The final lines reiterate what the reader has come to expect from these two characters, the speaker gently chides the listener saying their sleep, just like their life, is being done in moderation. It is not “too narrow” or “too deep.”
About Elinor Wylie
Elinor Wylie was born in Somerville, New Jersey in 1885. Her family was prominent in society and as she grew up, she was trained for the life of a “society wife.” Wylie rebelled against this lifestyle and would marry for the first time in 1905. This marriage was brief, and would end when Wylie left her husband and their son to live with Horace Wylie in London. Horace encouraged Elinor to write and she published a small book of poems, Incidental Numbers, in 1912.

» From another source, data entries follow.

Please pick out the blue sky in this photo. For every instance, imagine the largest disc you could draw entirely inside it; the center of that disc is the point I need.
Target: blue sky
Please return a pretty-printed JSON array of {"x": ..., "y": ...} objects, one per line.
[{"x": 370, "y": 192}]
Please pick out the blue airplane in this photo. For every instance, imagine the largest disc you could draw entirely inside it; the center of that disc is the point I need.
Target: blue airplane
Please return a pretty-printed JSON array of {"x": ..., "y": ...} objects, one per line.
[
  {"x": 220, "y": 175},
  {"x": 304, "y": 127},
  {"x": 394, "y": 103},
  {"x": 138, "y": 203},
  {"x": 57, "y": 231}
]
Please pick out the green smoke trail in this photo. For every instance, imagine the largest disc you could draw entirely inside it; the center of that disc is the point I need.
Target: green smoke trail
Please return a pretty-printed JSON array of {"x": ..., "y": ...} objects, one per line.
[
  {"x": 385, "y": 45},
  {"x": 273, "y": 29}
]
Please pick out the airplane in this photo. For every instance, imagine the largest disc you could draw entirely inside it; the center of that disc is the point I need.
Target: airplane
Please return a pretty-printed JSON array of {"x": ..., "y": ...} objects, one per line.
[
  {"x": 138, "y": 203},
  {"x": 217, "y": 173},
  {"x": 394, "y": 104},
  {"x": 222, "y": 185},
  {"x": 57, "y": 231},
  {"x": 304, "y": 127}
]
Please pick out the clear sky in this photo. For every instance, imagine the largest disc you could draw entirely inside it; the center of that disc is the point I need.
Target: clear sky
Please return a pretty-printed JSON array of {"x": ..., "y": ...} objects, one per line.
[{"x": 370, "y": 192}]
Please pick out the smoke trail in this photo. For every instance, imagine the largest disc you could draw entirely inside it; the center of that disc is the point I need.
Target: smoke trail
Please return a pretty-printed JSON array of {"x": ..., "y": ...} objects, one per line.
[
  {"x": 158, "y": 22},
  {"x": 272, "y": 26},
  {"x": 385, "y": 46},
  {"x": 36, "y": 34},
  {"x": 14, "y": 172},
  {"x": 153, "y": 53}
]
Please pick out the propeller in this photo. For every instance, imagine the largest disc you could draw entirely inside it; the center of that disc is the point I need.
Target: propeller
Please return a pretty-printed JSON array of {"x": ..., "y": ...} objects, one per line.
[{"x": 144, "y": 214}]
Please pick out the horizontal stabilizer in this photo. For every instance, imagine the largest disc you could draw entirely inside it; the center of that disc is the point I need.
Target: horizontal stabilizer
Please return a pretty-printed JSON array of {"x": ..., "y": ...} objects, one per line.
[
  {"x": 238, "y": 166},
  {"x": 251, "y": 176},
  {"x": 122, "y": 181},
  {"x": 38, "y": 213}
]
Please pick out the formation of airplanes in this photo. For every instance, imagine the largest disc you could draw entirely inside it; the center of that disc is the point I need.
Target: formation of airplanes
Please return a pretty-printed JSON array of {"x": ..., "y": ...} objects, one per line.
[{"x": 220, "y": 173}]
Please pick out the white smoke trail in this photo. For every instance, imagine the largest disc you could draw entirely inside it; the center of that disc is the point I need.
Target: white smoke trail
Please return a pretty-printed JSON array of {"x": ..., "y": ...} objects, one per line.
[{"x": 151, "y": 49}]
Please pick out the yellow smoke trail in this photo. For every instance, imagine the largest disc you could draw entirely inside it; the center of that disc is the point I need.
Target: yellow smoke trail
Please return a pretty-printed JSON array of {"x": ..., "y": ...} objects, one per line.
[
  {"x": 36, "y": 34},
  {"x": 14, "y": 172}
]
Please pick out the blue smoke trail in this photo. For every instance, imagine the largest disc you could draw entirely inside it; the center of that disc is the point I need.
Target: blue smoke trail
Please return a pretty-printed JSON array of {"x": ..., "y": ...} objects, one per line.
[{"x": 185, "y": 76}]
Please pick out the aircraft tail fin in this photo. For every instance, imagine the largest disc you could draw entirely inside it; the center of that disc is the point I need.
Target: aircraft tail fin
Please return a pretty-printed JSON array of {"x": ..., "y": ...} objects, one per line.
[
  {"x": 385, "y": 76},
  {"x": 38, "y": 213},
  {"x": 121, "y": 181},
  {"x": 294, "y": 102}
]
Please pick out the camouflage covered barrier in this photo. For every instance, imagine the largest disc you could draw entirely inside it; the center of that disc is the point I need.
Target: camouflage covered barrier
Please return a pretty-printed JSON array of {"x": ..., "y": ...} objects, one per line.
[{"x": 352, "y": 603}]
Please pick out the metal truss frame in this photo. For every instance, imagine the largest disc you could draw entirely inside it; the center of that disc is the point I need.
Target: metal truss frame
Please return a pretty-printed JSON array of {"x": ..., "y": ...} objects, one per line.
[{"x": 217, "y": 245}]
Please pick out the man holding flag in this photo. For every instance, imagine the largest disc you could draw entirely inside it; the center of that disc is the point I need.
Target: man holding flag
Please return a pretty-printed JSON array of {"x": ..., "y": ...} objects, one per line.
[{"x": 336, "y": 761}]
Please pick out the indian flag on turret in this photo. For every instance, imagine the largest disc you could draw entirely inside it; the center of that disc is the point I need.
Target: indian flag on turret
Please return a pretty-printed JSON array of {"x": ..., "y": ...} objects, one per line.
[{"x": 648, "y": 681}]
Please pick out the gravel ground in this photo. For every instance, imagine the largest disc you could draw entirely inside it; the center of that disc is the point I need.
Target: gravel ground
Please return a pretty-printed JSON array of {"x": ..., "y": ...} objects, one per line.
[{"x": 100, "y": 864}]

The couple moved to live in the United States after the start of World War I and during this time period Wylie miscarried several times, as well as having one stillbirth, and one premature child who only lived a few days. They officially married in 1916, but they were beginning to drift apart. Wylie met her third husband, William Rose Benet, and published her most well-known poem, “Velvet Shoes,” during this time period.
Horace and Elinor separated in 1921 and between then and 1928 Wylie published another four volumes of poetry as well as working as a literary editor, and publishing four novels. Wylie saw success and recognition from critics during her lifetime but would fall into obscurity after her death. Elinor Wylie died at the age of forty-three from a stroke brought on by her high blood pressure.